Short Stories, Irish literature, Classics, Modern Fiction, Contemporary Literary Fiction, The Japanese Novel, Post Colonial Asian Fiction, The Legacy of the Austro-Hungarian Empire and quality Historical Novels are Among my Interests

Wednesday, June 8, 2016

Curzon Imperial Statesman by David Gilmour (1994, 704 pages)

George Curzon, 1st Marquess of Kedleston

1859 to 1925

Vice Roy of India, 1899 to 1905

"To many people George Curzon was the very image of an arrogant and ambitious aristocrat. Heir to one of the great country houses of England, he was educated at Eton, where he won several academic prizes, and at Oxford, where he won several more; at both institutions he was spoken of as a future Prime Minister. In his twenties he established himself as an author, a Member of Parliament and an expert on foreign affairs. Before he was 40 he became Viceroy of India, the ruler of nearly three hundred million people inhabiting territory now divided between India, Pakistan, Burma and Bangladesh. But Curzon’s career was a spectacular blend of triumph and disappointment. As Queen Victoria’s last Viceroy, he presided over the Indian empire at its apogee; as Foreign Secretary he was a crucial figure on the international stage after the First World War. Yet his triumphs were invariably succeeded by disillusionment and a fall."  David Gilmour

George Curzon was from 1899 to 1905 the Vice Roy of India, the crown jewel in the British Empire.  He was near absolute ruler over 300,000,000 million residents of the incredibly diverse in all ways of Indian Subcontinent.  

David Gilmour does a magnificent job of letting us see how Curzon, a very complex man, rose to great power, only to fall and rise again. His family was aristocratic but without great wealth.  He married the daughter of a wealthy American industrialist from Chicago.

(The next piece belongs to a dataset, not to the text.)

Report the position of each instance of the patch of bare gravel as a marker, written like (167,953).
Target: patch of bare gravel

Curzon entered public service right out of college.  Because of his great intellect, powerful work ethic, devotion to duty and charismatic personality he was quickly advanced at a young age to positions of great responsibility.

I do not wish to detail Curzon's career path, Wikepedia has a decent basic facts article.  I basically acquired this book because I am very into colonial South and South East Asia history and I wanted to learn about Curzon's time in India.  Curzon iwas not just a capable administrator.  He made himself into an expert on Indian and Persian culture.  India was not a monolithic country, there were hundreds of different political divisions, including about 750 Princely states, some bigger than England, others with just a few thousand subjects.  There were many languages and religions to bewilder the average Englishman.  Curzon enjoyed the perks of his position.  He seemed to have really enjoyed going on tiger hunts with local nahibs. He was treated as an Emperor would hope to be.

After his return to England Curzon was a member of the cabinet and the House of Lords.  Gilmour details a lot of the political jockeying for power of the time.  Lots of people felt Curzon should have been prime minister of England but he was not.  He was not always a skilled political infighter and in England lost out to men of lesser ability because he was not superficially likeable. He was preceived as arrogant by many, no doubt correctly.

Curzon was a great reader, mostly biography and history.  He became wealthy through the money his wife left their daughters when she passed.  He made a hobby of restoring old stately homes and castles and giving them to the government.  Gilmour explains his active role during WWI in the home foreign office. 

Curzon was a sometimes difficult man to work for, being very hard on servants and his ADCs in India but he also looked out for them and they as viewed him as a benevolent if remote father figure.

Curzon and his wife Mary had three daughters.  His daughters were at times difficult.  They had their own money, actually more than their father, through trusts from their mother. 

Curzon Imperial Stateman is a very good book I strongly recommend for anyone into English or Indian History.

Check author's webpage for his bio and other works 

Mel u


Suko said...

Mel, this sounds like an interesting book about a fascinating person. Excellent review!

R.T. said...

Well done! Many people condemn colonialism, and I guess there is plenty worth condemnation, but I think some occupied colonies achieved some real advances because of the occupiers/colonizers; e.g., it is worth discussing whether India is better or worse because of England. Yeah, a bit controversial, I know, but your fine review started me thinking about the good, bad, and ugly associated with colonialism.

Mel u said...

R. T. Very interesting point. One worth pondering on an area by area basis.